Topic 1: Introduction

  • This is the first event hosted by GenAI Engineer Thailand, a community for people who are interested in generative AI.
  • The goal of this event is to share knowledge and learn from each other.
  • The speaker for this event is Mr. Coco - Senior AI/ML Engineer from ArcFusion.ai

Topic 2: LLM deployment on GCP

  • Large Language Model (LLM) inference is memory bound, not compute bound.

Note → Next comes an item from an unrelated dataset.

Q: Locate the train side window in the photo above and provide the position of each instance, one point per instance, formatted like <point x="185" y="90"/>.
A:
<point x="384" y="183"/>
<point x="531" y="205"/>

This means it takes longer to load data into GPU memory than it does to process the data itself.
  • Because of this, the bottleneck for LLM inference is the size of the model that can fit into GPU memory.
  • Techniques to reduce memory usage and speed up inference include quantization, like AutoGPTQ (reducing the representation size of data) or FlashAttention (modifying the Attention mechanism).
  • Ray Serve and vLLM are frameworks that can be used for LLM deployment.
  • Ray and vLLM are tools used together to run large language models (LLMs) efficiently:
    • Ray:
      • Distributed computing framework
      • Manages resources across multiple machines
      • Enables parallel processing and scaling
    • vLLM:
      • Open-source LLM inference engine
      • Optimizes memory usage for faster inference

Together, Ray and vLLM provide a powerful solution for deploying and scaling LLMs in production environments. They are often used to build high-performance LLM serving systems that can handle large volumes of requests.